Baby Rose turned three this month. She hasn’t had any fractures, but that’s good luck as well as good management. Osteogenesis imperfecta is very random. She does have blue sclera and loose ligaments and she bruises easily, as is typical of OI children. Her brother, with the same condition, has had over 20 fractures in his 17 years.

When they left the hospital, Sheryl and Stuart were told, “if you have any feedback as to how we could do this better, please let us know” and that “you can’t let this affect how you see us, because you’ll need our help in the future.” They didn’t have the energy to do so at the time, but following the story of the parents who’ve had both their babies taken from them they’ve now asked for the hospital records as a way of helping others.

While unable to comment on this specific case due to patient confidentiality, child health clinical leader Dr Andrew Marshall said the first priority when a child presents with a bruise or signs of trauma would be to treat the injury. “We also determine how it occurred, if it was witnessed, and whether there is a good explanation for the injury. We do not take further action if the injury fits what was witnessed or what we are told, there was no neglect or poor supervision, and there was no violence from another person.

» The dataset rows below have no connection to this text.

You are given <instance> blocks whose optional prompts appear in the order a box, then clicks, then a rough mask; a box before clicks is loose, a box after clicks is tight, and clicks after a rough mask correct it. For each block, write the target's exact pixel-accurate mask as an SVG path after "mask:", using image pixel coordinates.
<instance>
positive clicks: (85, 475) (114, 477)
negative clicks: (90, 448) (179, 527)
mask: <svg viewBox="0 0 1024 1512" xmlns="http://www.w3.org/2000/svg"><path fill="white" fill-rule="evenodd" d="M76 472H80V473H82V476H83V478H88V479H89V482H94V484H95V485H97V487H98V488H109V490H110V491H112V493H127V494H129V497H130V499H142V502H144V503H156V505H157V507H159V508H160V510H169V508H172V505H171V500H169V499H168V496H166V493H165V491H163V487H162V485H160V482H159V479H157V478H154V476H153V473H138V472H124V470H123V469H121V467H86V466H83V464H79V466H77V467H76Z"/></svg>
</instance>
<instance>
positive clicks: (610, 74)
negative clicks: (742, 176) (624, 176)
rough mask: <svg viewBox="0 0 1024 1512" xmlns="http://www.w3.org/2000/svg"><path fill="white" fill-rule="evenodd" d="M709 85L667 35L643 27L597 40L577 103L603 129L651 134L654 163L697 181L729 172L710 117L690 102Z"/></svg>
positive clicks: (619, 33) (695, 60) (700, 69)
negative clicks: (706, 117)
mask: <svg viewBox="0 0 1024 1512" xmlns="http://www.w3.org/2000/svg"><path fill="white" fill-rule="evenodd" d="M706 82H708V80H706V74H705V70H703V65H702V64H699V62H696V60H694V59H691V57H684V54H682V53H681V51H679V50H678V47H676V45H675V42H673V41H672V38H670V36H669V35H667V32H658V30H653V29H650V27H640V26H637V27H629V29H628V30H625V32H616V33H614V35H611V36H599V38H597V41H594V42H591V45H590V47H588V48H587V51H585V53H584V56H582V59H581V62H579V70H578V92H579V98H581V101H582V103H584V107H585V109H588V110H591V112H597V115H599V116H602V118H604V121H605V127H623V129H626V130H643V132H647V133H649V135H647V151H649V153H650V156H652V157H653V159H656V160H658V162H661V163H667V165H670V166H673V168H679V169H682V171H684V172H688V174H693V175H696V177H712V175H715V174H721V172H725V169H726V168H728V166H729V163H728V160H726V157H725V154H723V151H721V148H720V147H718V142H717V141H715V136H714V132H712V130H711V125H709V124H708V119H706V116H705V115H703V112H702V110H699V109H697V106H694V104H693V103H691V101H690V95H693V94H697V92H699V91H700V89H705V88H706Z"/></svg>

“If an injury can’t be explained, or does not fit the explanation, we must thoroughly investigate the injury and surrounding circumstances. That might involve other tests, such as x-rays or blood tests. It may also mean a period of nursing observation in hospital to ensure the child does not have more serious hidden or internal injuries, or to provide pain relief.

“It usually also involves a more senior doctor interviewing parents, gathering background information, and talking to hospital social workers and/or the Ministry for Vulnerable Children Oranga Tamariki (formerly Child, Youth and Family). This process can take some time. If there are significant concerns about the child’s safety, we ask that they stay in hospital until we’re sure they can go somewhere we know is safe.

“We understand the distress this process can cause families, but we try to give clear information at every step. Ultimately, we would not be doing our job if we allowed a child who had been intentionally injured to leave hospital and return to an environment of risk. Although some families are distressed by the experience, we explain what we are doing and why. Families understand our first priority is to ensure children are safe, and that we do what we need to ensure – wherever possible – that no child is harmed when there was an opportunity to prevent it.”

*Names have been changed in this story to protect the family’s privacy.